Elle vient d’arriver et elle doit déjà fermer. Reconfinement oblige. Le 1er septembre 2020, Marie Sauvage a succédé à Werner Kuchler à la direction du Relais Plaza, à Paris. Werner – tout le monde l’appelait par son prénom –, désormais retraité, incarnait la brasserie la plus chic de la rive droite, depuis 47 ans. Un bail. Il fallait donc le remplacer au sein de cette institution ouverte depuis 1936 et réplique parfaite de la salle à manger du paquebot Le Normandie. Avec Art Déco à tous les niveaux : on navigue entre lustre Lalique dans la partie haute du restaurant, bas-relief classé et autres signes du zodiaque également signés Lalique. « J’ai toujours aimé venir déjeuner ou dîner ici », confie Marie Sauvage. Le Relais ne lui est pas inconnu. Et pour cause : sa « première vie », comme elle dit, c’était dans la communication et le Plaza Athénée faisait partie du portefeuille de l’agence qu’elle a créée en 1997 avec Sophie Douzal. Une agence où elle va rester une dizaine d’années, avec des budgets en lien avec le meilleur de ce qui se mange et de ce qui se boit. Elle s’occupait, en effet, de la com’ de tables telles que l’Arpège ou La Régalade, de la maison de champagne Charles Heidsieck ou encore de l’hôtel La Villa d'Este, sur le lac de Côme.

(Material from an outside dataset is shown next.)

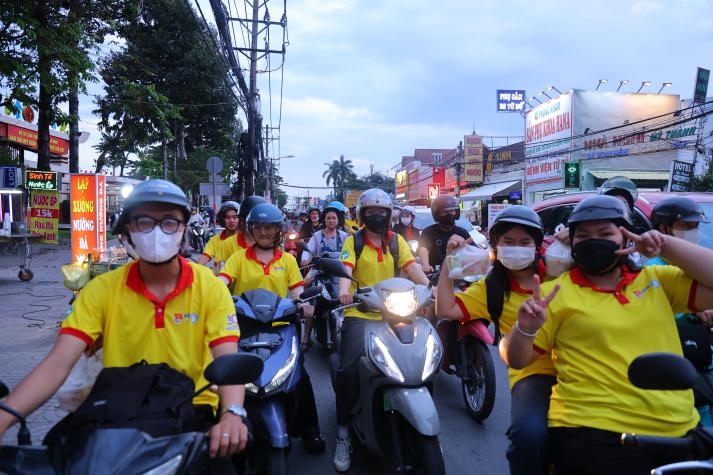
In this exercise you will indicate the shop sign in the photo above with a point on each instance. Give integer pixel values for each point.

« Qui a deux maisons perd la raison… »
« Je suis gourmande et j’aime cuisiner. » Autrement dit : chez elle, à Neuilly, c’est elle la chef. Commander une pizza, « c’est très exceptionnel » pour celle qui épluche, taille, coupe, découpe, émince, chauffe, cuit, rôtit, laisse mijoter, assaisonne depuis qu’elle est gamine. Malgré ça, elle n’a pas fait d’école de cuisine. Une fois son bac en poche, elle a fréquenté la rue d’Assas et les bancs de la Catho, le temps d’un cursus en « interprétariat, traduction et communication ». Puis, elle a intégré l’agence de Carole Bracq : c’est là, qu’elle va croiser la route de Sophie Douzal. Mais chassez le naturel, il revient au grand galop. En 2007, Marie Sauvage a envie d’autre chose. Son rêve : ouvrir un restaurant. Encouragée par ses proches, elle embarque un chef dans l’aventure et créé le « 154 », boulevard Haussmann, à deux pas du musée Jacquemart-André. « C’est le début de ma deuxième vie. » Pendant deux ans, elle va jongler entre com’ et cuisine, voyages de presse et coups de feu, événementiel et service en salle. La cadence est infernale. « Qui a deux maisons perd la raison », dit-on. Marie Sauvage va choisir : ce sera la restauration. En 2010, elle ouvre même une seconde adresse, Le Sauvage, rue Roy, où elle recrute un chef de L’Atelier de Joël Robuchon.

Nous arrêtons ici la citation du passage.